None of this means these tools are fraudulent or redundant. The point is simpler: the university is buying instruments through which it learns to see itself. Rankings tell universities what counts; universities reorganize themselves to improve what counts; improved performance then confirms the authority of the ranking. The metric becomes both mirror and motor.
This is how the institution of thought learns to behave like an anxious brand. It spends money, labor, and administrative imagination trying to improve its performance before instruments that reward visibility, velocity, and reputational echo.
Read the Work (Please!)
Numbers should return to their proper place. The problem is not that administrators look at metrics but that too many have forgotten to look past them.
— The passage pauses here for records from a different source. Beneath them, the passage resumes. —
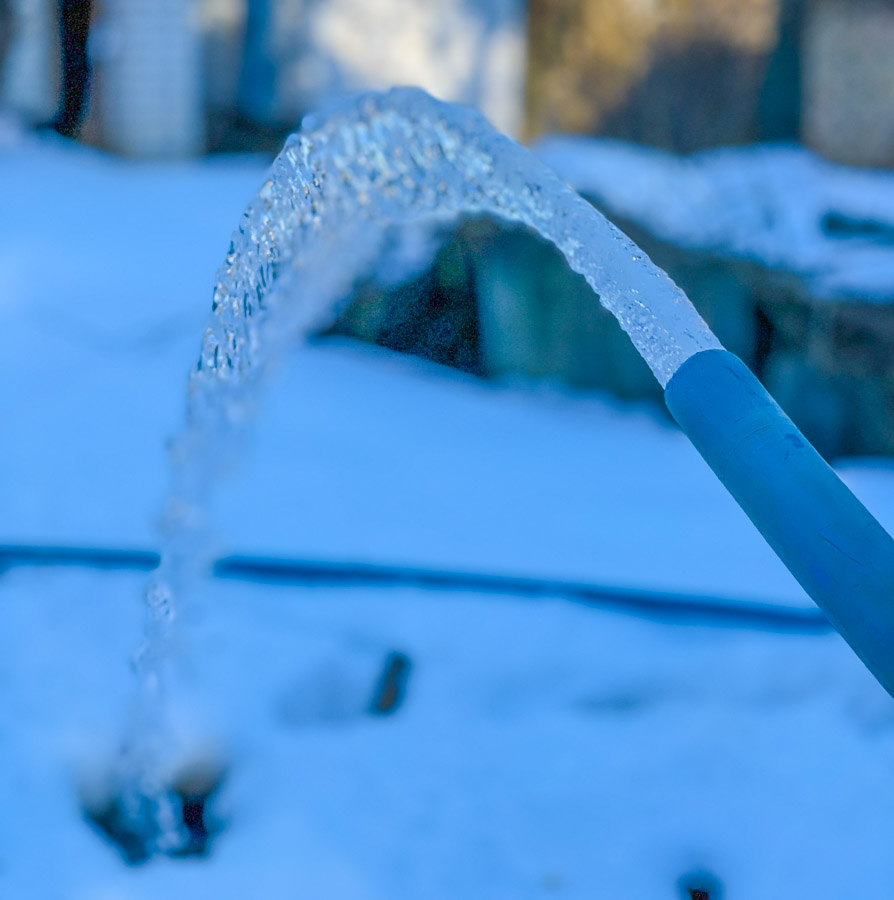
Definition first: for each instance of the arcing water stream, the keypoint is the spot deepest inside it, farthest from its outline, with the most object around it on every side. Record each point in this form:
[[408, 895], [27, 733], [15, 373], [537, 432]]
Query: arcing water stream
[[315, 226]]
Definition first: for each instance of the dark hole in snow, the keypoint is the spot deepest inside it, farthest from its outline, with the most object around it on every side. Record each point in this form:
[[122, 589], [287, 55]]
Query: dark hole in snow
[[699, 885], [391, 689], [137, 834]]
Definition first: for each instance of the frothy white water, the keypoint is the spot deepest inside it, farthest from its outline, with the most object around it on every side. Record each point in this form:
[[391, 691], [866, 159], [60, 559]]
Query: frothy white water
[[316, 225]]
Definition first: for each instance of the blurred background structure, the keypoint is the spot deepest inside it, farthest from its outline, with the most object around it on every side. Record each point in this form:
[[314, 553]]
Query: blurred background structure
[[803, 290]]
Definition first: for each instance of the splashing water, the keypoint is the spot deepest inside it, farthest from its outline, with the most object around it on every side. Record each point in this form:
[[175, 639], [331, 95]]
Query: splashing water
[[317, 224]]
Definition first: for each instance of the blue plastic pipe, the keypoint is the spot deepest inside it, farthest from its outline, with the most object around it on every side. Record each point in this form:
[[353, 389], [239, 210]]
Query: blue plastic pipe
[[828, 540]]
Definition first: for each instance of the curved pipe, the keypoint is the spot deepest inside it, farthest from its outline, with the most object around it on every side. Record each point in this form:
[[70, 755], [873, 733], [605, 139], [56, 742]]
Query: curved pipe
[[827, 539]]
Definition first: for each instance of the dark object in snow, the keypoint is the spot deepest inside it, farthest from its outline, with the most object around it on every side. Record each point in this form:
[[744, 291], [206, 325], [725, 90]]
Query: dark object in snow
[[699, 885], [392, 686], [137, 836]]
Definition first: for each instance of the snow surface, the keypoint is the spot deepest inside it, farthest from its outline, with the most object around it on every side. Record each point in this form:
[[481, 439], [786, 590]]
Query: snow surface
[[767, 203], [544, 748]]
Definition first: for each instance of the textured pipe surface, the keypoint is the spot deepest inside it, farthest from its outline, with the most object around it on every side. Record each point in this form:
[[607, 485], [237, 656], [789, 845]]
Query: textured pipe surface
[[828, 540]]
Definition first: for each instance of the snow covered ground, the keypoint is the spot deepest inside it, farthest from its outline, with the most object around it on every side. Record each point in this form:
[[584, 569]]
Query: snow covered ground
[[780, 205], [544, 749]]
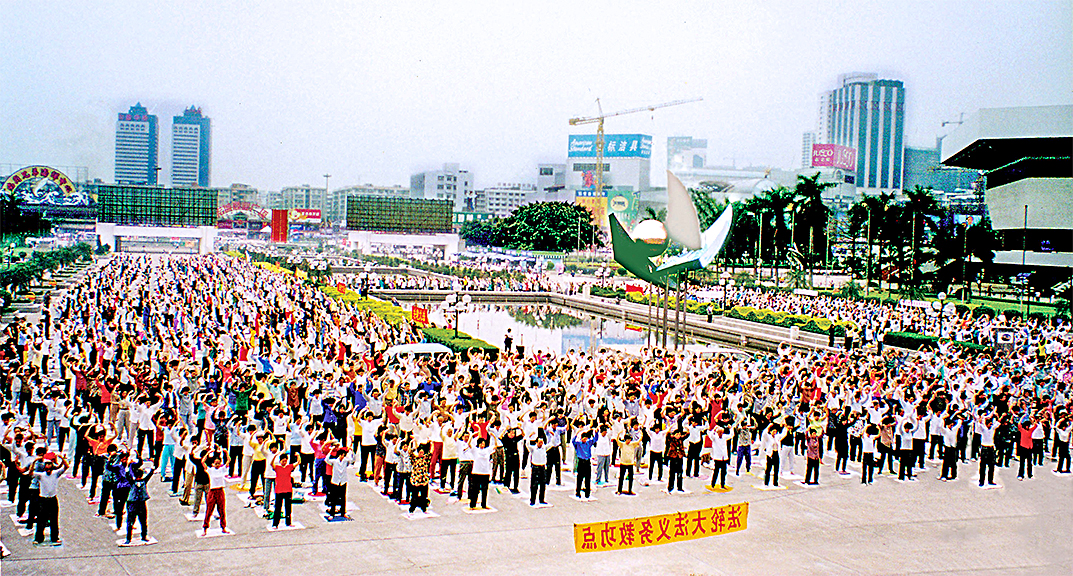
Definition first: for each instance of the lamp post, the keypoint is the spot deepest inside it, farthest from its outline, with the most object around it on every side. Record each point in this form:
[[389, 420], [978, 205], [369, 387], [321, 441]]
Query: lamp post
[[942, 310], [456, 305], [723, 283]]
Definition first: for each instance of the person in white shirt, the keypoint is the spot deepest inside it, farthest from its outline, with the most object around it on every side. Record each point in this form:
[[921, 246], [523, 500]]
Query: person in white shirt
[[769, 443], [720, 456], [482, 473]]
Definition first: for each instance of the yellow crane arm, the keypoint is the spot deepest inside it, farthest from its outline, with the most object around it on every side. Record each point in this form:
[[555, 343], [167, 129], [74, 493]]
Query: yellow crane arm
[[592, 119]]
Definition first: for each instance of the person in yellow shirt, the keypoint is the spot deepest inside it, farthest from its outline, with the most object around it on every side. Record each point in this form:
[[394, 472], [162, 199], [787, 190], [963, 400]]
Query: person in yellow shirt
[[258, 467], [627, 458]]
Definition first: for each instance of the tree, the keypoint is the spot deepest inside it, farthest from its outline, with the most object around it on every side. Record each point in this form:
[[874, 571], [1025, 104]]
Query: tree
[[553, 226], [15, 220], [772, 208], [872, 216], [810, 237]]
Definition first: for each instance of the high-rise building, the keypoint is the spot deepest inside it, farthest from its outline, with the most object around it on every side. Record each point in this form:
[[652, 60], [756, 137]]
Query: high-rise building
[[191, 148], [808, 139], [335, 206], [867, 114], [447, 183], [305, 196], [136, 147]]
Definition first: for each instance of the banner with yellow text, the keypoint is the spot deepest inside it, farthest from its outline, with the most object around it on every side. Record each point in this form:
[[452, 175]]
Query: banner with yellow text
[[660, 529], [420, 314]]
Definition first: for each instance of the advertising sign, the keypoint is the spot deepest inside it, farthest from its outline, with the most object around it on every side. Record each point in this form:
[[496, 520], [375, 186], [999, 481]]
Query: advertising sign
[[615, 146], [279, 226], [420, 314], [622, 204], [834, 156], [660, 529], [305, 215]]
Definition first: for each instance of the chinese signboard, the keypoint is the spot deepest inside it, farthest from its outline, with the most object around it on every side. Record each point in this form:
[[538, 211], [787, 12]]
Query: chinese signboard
[[834, 156], [305, 215], [615, 146], [596, 203], [420, 314], [661, 529]]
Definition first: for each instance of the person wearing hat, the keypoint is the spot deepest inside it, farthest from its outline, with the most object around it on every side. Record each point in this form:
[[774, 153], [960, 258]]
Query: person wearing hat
[[135, 501], [48, 507]]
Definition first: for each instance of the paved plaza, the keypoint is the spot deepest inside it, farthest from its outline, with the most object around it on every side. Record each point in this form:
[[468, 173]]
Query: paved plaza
[[840, 527]]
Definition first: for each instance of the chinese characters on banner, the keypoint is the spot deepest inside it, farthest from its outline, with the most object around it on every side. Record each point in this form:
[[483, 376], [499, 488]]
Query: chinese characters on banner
[[419, 314], [661, 529]]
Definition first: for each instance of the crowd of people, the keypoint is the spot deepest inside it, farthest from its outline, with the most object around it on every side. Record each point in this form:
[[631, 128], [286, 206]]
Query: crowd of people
[[204, 370]]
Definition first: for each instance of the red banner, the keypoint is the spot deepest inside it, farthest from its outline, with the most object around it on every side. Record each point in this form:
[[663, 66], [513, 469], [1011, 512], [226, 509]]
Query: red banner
[[279, 226], [834, 156], [420, 314]]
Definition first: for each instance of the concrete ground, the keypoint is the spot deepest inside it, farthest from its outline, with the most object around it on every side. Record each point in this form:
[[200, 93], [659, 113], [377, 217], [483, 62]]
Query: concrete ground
[[840, 527]]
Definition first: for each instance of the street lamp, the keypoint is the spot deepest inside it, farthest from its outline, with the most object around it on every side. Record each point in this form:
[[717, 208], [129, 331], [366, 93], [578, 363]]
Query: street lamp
[[724, 280], [942, 311], [456, 305]]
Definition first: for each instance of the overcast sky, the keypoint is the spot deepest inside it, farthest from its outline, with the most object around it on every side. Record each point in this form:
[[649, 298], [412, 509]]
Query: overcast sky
[[375, 91]]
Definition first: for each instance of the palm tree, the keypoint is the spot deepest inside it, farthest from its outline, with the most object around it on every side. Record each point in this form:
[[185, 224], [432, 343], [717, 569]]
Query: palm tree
[[814, 213], [869, 217], [772, 208]]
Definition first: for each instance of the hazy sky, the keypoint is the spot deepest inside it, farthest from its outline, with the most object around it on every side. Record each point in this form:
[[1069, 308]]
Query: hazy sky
[[375, 91]]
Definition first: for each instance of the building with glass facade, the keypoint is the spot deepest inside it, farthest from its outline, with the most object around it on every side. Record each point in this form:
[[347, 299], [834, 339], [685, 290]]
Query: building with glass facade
[[136, 145], [191, 149], [867, 114]]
The time has come to say this plainly. “This is the world we live in” is not pragmatism but a confession of surrender. Universities buy the databases, subscribe to the analytics, reward the outputs, redesign promotion criteria around the signals, celebrate the top-two-percent lists, and look away from gift authorship when the gift improves the numbers. Then they speak solemnly of excellence. The emperor is naked, holding a dashboard.
A serious university would begin again with the work. It would ask: what is this scholar trying to do? What problem has she clarified? What public has she served? What field has she unsettled, deepened, or made more honest? Who has read the work, argued with it, taught it, used it, translated it, resisted it? Citation counts may assist that conversation, but they cannot replace it. The evaluative center must be judgment, not accumulation.
If universities continue to reward appearance over substance, speed over formation, and visibility over thought, they run the risk of terminally hollowing out the reason anyone should trust them. The university’s claim to public value has never rested on its ability to mimic the market. It rests on its capacity to preserve spaces where thought can be slow, difficult, critical, and free. If the university forgets this, it will have outsourced its soul voluntarily, one metric at a time.